Primo obiettivo Vukovar, che cade dopo tre mesi di eroica resistenza; poi le milizie serbe attaccano Dubrovnik, l’antica Ragusa. Milosevic capisce che un esercito regolare non può essere coinvolto direttamente in operazioni di «pulizia etnica». Quel lavoro deve essere affidato a gruppi paramilitari: armati, finanziati e addestrati dal governo serbo, ma formalmente autonomi. È l’ora dei Mladic e dei Karadzic, che il 6 aprile 1992 assediano Sarajevo e poi le altre città di quella Bosnia Erzegovina, che pochi mesi prima si era staccata dalla Jugoslavia. Tre anni di violenze, morte e massacri. Uno su tutti, quello di Sebrenica, dove vengono uccisi ottomila uomini e bambini. Nel 1995 lancia un’altra offensiva contro la Croazia, obiettivo la Krajina e la Slavonia orientale. In tutta l’ex Jugoslavia sono ormai decine di migliaia gli sfollati. Una tragedia inimmaginabile.

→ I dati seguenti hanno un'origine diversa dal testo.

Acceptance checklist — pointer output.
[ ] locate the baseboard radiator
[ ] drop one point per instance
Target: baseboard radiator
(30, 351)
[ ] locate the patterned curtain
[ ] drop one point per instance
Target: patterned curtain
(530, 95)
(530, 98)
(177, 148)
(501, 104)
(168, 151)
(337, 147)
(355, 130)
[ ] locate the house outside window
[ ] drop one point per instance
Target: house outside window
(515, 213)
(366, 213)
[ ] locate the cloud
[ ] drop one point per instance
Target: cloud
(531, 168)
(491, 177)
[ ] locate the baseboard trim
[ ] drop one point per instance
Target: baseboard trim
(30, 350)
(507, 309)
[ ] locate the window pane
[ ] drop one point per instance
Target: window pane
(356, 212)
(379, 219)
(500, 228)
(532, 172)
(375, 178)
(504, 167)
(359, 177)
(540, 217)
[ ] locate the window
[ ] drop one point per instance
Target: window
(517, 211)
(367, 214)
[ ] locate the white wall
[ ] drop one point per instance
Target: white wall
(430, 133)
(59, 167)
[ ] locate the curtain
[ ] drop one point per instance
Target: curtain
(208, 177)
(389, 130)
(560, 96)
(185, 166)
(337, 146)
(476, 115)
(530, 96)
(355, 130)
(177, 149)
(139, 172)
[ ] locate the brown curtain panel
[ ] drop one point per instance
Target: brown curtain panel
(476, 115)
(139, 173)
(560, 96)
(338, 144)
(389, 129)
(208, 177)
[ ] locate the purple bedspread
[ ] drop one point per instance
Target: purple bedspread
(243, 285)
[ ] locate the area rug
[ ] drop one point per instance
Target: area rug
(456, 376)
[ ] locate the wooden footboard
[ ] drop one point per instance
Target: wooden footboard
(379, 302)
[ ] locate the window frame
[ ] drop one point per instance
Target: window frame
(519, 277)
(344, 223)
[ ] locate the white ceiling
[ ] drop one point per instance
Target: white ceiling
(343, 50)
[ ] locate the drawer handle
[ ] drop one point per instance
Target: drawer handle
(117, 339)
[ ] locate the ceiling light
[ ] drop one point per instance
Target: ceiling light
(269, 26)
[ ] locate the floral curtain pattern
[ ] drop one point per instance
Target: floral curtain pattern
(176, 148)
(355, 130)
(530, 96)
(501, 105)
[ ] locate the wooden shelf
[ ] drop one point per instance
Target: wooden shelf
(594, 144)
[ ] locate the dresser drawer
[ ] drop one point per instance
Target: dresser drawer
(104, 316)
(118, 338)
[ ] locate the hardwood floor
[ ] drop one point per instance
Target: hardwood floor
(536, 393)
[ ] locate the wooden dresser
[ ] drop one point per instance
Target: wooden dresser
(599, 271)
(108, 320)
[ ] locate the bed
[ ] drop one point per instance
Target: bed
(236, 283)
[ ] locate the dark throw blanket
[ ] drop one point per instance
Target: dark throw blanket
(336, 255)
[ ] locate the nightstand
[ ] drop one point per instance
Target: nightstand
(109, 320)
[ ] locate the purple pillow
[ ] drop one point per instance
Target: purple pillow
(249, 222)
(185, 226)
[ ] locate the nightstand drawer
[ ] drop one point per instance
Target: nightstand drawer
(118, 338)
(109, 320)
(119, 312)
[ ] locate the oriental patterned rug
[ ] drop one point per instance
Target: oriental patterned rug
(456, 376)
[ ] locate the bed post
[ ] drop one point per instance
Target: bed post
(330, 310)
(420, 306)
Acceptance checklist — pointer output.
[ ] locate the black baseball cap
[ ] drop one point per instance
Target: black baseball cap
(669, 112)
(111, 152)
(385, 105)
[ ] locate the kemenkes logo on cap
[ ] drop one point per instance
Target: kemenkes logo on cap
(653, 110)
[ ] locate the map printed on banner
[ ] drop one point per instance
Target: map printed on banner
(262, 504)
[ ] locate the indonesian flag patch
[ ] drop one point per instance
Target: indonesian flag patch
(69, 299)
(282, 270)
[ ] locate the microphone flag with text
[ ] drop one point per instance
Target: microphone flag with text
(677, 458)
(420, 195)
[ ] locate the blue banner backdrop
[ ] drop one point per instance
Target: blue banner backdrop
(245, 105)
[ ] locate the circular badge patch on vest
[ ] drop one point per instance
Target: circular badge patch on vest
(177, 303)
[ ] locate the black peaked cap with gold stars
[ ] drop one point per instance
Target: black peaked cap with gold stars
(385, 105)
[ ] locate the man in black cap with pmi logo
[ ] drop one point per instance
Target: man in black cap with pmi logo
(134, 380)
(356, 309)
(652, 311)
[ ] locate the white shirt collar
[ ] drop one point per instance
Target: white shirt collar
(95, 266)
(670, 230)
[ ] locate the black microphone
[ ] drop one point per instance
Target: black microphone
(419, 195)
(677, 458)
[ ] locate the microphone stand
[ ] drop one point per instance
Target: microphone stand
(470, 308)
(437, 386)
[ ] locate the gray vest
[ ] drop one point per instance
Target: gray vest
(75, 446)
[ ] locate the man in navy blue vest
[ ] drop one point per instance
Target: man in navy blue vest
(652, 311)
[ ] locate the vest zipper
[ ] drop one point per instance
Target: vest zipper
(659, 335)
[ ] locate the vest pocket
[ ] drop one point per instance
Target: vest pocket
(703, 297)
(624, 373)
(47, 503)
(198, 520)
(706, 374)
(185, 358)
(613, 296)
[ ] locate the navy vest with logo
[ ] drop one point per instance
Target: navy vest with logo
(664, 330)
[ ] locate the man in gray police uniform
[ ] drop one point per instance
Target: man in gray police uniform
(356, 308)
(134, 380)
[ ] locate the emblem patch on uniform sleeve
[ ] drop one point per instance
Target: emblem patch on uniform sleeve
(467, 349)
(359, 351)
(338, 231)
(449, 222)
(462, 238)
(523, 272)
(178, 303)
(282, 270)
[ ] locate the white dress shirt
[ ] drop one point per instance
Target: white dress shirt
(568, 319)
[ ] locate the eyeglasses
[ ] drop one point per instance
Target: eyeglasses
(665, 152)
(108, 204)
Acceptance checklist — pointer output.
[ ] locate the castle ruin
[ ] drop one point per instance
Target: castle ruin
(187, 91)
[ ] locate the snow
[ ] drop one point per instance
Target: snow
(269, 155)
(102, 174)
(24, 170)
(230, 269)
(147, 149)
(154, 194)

Il mondo finalmente reagisce, condanna, impone sanzioni. Anche i serbi reagiscono; il patriottismo perde il suo fascino, la gente inizia a dubitare di Milosevic. È in queste ore che Slobodan rivela la sua vera indole, quella di un uomo attaccato al potere. Pur di restare in sella, accetta, inaspettatamente, trattative con Zagabria e Sarajevo. Il 21 novembre firma gli accordi di Dayton. È la pace imposta dall’America di Clinton. Non, però, la fine degli orrori. Nel 1998 si apre il fronte del Kosovo, dove gli indipendentisti si scontrano con le forze jugoslave. Belgrado invia diecimila poliziotti. La tensione sale, l’America e l’Europa temono un nuovo genocidio. A Rambouillet fallisce l’ultimo tentativo di conciliazione. Milosevic viene avvertito dagli americani di quel che lo aspetta, ma, come il principe Lazar, non cede. Nel Kosovo, simbolo della resistenza e dell’identità serba, proprio no, tanto più che l’opinione pubblica interna è con lui. Il 23 marzo iniziano i bombardamenti della Nato, dopo 78 giorni i contingenti dell’Onu entrano a Pristina. Una guerra paradossale: dopo aver massacrato impunemente per 4 anni croati e bosniaci, Milosevic viene punito non per le atrocità commesse, ma per quelle che avrebbe potuto provocare. In fondo, una guerra preventiva. Per lui l’inizio della fine.
Il 22 maggio 1999 viene incriminato per crimini contro l’umanità dal Tribunale dell’Aia.
Nell’aprile del 2000 centomila serbi dimostrano a Belgrado per chiedere nuove elezioni. Milosevic è cupo, diffidente, enigmatico, come sempre. Ma, chiuso nel suo palazzo, meno sensibile agli umori del Paese. Accetta la sfida delle urne, persuaso di vincere. Ma il 24 settembre i serbi gli preferiscono Kostunica.
L’epilogo è noto: il primo aprile 2001 viene arrestato durante uno spettacolare blitz notturno e subito incarcerato all’Aia. Suo figlio Marko scappa, sua figlia Marja viene fermata con una pistola in pugno.

La moglie resta a piede libero. Milosevic perde tutto, fuorché la stima in se stesso. Decide di difendersi da solo in aula. Respinge tutte le accuse. «Non mi spezzeranno mai, li sconfiggerò tutti». Sono le sue ultime parole.